He told her she could work in a massage parlor when she got older. He pulled down her pants and rubbed her buttocks. It was creepy and made her uncomfortable, but she never said anything to anyone.
Weinman felt grateful for a place to live.
During the weeks the girls stayed at his apartment, Tessier made a habit of kissing them goodnight. One evening, he gave Weinman's friend "a boyfriend kiss."
"And she said, 'Does he do that to you?' I said, 'Gross, no.'"
Weinman assumed if any funny stuff happened, he'd focus on the other girl, who was more developed, more mature. But then one night, Weinman says, he came for her.
She was asleep on the sofa bed. He whispered in her ear, waking her. Before she could figure out what was going on, she said, he was performing oral sex on her.
"I couldn't stop it. I think I just lay on the couch and froze. I couldn't scream. I was so scared. I was ashamed."
She told her girlfriend, and a counselor pulled Weinman out of class the next day. Police questioned her, but they didn't seem to believe her.
"They were really, really mean to me," she recalled. "They scared me so bad. I didn't know how to tell them what had happened. So they started yelling at me. This one particular guy started yelling at me and telling me I was nothing but a tramp, telling me he was going to make it look like I wanted it, that I begged for it. That they were going to make my life hell, that they were going to drag me through the mud."
There was no medical exam, no counseling, not even a female police officer to question her, she said. "I was turning in a police officer for violating me in the most vulgar way. They made me feel like dirt. They made me feel like I didn't deserve to be happy."
The investigators, all men, worked for a larger department from a neighboring town, Weinman said. But they made no secret that they were not happy she was accusing a cop.
John Tessier was charged with statutory rape but pleaded guilty to a lesser charge: communication with a minor for immoral purposes. He denied then and denies now that he sexually assaulted Weinman, and says he took the deal because he couldn't afford a lawyer. He was placed on probation for a year and quietly resigned from the Milton Police Department on March 10, 1982.
Weinman said she blocked the experience from her mind for more than 30 years -- until an agent with the Illinois State Police walked into the bar where she works and asked about John Tessier.
'He let me go'
Tessier was a struggling photographer in the early 1980s when one of his models introduced him to Denise Trexler. She was getting out of an abusive relationship and needed a protector. Tessier liked that she was well-educated and held a steady job as an engineer designing electrical systems for Peterbilt trucks.
She owned a nice house, and she had class.
Tessier quickly installed himself as a bodyguard of sorts. He moved into her house in Tacoma and within three months they were married.

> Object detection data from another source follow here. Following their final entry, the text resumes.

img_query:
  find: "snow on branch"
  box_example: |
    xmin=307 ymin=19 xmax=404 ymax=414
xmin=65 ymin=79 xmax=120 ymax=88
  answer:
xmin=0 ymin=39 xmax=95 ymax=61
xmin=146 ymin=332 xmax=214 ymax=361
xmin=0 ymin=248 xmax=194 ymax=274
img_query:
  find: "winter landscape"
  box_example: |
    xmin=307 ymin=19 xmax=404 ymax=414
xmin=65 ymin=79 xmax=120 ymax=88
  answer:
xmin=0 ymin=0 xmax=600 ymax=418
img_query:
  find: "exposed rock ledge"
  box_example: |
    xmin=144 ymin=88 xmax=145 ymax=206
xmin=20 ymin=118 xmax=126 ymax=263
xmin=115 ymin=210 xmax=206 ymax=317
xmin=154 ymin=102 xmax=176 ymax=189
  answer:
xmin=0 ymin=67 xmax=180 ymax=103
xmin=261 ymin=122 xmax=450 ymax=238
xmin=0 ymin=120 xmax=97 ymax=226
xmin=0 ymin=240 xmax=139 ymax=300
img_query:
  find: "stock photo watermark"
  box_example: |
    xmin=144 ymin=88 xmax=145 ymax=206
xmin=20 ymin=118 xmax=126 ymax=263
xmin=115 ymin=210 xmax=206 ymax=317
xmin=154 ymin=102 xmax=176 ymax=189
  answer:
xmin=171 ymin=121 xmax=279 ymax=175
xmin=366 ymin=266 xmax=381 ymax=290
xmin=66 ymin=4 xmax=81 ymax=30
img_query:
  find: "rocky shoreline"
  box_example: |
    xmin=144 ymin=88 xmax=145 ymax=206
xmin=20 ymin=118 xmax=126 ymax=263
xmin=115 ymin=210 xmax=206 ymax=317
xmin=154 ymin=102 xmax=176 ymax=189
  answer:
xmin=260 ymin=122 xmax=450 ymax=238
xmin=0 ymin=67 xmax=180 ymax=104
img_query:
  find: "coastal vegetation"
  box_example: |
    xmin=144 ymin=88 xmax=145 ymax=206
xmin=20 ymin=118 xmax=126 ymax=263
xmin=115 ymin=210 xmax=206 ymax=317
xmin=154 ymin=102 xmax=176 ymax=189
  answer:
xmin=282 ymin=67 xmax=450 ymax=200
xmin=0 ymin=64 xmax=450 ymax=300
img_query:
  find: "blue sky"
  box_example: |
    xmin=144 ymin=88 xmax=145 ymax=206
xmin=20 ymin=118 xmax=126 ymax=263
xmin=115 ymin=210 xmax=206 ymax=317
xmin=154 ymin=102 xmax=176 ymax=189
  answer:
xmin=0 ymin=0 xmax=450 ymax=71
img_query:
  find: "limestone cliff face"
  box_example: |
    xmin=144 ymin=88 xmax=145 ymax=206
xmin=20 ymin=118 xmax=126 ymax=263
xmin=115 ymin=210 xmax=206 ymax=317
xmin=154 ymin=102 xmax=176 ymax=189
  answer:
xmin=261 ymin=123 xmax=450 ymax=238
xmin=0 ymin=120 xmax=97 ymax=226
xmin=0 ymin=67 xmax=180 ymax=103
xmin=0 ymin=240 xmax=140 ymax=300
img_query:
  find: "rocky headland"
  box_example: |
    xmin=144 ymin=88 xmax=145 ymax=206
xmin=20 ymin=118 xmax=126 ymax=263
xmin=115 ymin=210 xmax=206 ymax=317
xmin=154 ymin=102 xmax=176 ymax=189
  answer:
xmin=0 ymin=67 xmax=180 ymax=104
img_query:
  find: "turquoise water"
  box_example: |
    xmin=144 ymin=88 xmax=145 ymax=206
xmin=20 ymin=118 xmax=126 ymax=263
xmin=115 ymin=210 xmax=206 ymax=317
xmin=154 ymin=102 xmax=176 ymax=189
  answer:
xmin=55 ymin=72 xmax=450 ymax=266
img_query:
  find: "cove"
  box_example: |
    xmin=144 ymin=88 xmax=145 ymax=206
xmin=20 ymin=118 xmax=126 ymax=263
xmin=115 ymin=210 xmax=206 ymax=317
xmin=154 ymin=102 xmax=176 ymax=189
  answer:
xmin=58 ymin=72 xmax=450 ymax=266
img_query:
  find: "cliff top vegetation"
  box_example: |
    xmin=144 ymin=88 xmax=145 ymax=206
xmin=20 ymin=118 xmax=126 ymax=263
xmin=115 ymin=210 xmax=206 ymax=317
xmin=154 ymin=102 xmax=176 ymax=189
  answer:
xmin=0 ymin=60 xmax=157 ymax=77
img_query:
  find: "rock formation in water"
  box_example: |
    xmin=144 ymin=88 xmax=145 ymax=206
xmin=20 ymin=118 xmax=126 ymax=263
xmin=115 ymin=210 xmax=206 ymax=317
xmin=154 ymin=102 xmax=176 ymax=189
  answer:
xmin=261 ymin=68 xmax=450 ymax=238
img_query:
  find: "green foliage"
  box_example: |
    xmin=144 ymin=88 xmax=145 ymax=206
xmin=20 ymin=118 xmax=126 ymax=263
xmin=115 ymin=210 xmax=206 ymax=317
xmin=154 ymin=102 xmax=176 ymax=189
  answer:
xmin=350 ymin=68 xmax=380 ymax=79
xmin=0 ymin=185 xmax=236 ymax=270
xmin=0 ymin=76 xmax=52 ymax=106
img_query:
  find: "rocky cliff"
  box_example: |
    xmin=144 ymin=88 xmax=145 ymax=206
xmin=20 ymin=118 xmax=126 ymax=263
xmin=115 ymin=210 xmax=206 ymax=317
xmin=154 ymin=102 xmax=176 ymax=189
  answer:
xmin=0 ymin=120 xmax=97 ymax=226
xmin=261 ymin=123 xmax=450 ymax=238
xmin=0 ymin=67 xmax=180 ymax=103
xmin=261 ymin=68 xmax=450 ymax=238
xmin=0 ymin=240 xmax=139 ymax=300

It's a time in her life she'd rather forget; it's a time he won't talk about, except to say he won't badmouth Trexler. She spoke briefly over the phone with CNN. She is retired now and happily married to someone else.
She recalled how Tessier became controlling and emotionally abusive soon after they exchanged vows. Her knight in shining armor was manipulative and "on the emotional level of a 4-year-old."
"You know the type," she said. "They reinvent themselves to make themselves look good or convince you who they are. They find someone with some money and their status looks good. And they move on in. They're self-centered, egotistical asses."
As he had with Michelle Weinman, Tessier taught Trexler how to dress and apply makeup the way he liked. He told her he kept her around so he would seem "respectable."
To maintain control, he constantly ran her down.
"You're never good enough, pretty enough," she said. "You always have to look your best. Your makeup has to be perfect. You're controlled, you can't get out. If you want to get out, you're going to die."
She learned not to believe a word he said.
He did not talk about his family much, but she did meet his parents when they visited Seattle. She found them to be "wonderful." She had the impression that her husband was slightly afraid of his mother. She seemed to be the one woman he respected: "You didn't mess with her. She said something, he did it."